Они приземлились на небольшой площадке перед входом в хранилище — пещеру, находящуюся высоко от поверхности земли, в толще каменной породы, образующей стену впадины. С двух сторон у входа в эту пещеру стояли большие полупрозрачные чаши, из которых струился молочно-белый свет.
— Уже поздно, отец. Разве мы сможем туда войти? — спросил Фарух.
— Здесь должен быть дежурный хранитель. Мы его отыщем, и он поможет нам найти нужный раздел в архиве, — ответил Фархад, ступив с ковра на гладкую отполированную дорожку из мрамора, которая вела к полукруглой арке, обрамляющей вход в хранилище.
Едва он произнес эти слова, как из зияющего чернотой глубокого входа вышел неспешной и размеренной походкой человек — серый плащ на нем с черными вкраплениями сливался с ночным воздухом, делая его обладателя похожим на бесплотное и почти невидимое привидение. Когда он проходил мимо стоявших на земле ламп, то их свет, окутав на мгновение, придал его силуэту еще более невесомый и загадочный вид.

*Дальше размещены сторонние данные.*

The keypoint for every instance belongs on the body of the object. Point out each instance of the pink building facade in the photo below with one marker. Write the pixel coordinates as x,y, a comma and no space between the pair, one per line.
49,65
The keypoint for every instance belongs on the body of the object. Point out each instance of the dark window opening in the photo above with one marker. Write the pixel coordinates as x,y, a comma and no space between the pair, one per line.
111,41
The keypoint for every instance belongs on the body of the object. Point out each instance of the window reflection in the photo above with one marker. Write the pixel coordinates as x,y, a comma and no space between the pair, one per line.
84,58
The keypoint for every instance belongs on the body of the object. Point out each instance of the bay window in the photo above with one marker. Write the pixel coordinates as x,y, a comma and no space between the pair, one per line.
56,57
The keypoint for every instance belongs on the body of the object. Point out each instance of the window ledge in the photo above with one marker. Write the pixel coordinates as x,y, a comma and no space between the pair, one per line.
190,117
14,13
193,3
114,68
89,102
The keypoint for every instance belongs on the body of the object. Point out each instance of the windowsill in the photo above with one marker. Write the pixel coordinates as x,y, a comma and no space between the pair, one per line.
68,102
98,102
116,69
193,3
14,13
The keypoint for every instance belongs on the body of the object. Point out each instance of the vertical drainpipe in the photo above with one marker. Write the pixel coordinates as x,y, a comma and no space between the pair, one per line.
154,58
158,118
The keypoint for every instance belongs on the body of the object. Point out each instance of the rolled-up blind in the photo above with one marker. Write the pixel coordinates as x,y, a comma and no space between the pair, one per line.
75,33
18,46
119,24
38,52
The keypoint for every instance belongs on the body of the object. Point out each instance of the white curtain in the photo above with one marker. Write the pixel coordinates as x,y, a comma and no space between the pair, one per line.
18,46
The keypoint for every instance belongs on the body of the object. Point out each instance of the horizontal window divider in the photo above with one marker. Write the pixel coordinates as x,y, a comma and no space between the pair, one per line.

— Ты припозднился сегодня, Фархад. Что-то случилось, и тебе срочно понадобилась информация? — человек откинул капюшон, который скрывал его лицо, и изучающим взглядом посмотрел на обоих джаннидов.
Он был очень стар. Это было понятно по белоснежным волосам, которые ровными длинными прядями лежали у него на плечах, и по глубоким морщинам, которыми было исчерчено его лицо. Но он держался ровно, и голос у него было ясный и звучный. Огромные темные глаза его излучали глубочайшую мудрость и знание и что-то еще, что можно было бы назвать скорбью. Но это была не печаль от утраты близких ему людей, друзей или родных. Это была грусть от понимания того, что все, что сейчас происходит в мире, уже когда-то происходило. Что все чувства и переживания, которые снова и снова испытывают люди, уже когда-то были испытаны. И слова, которые они произносят, уже были произнесены задолго до их рождения. И те же страсти, которыми они сейчас охвачены, уже охватывали других людей до них. И ошибки, которые они совершают, также уже были кем-то совершены. Все уже было, все есть, и все будет так, как это уже было не один раз.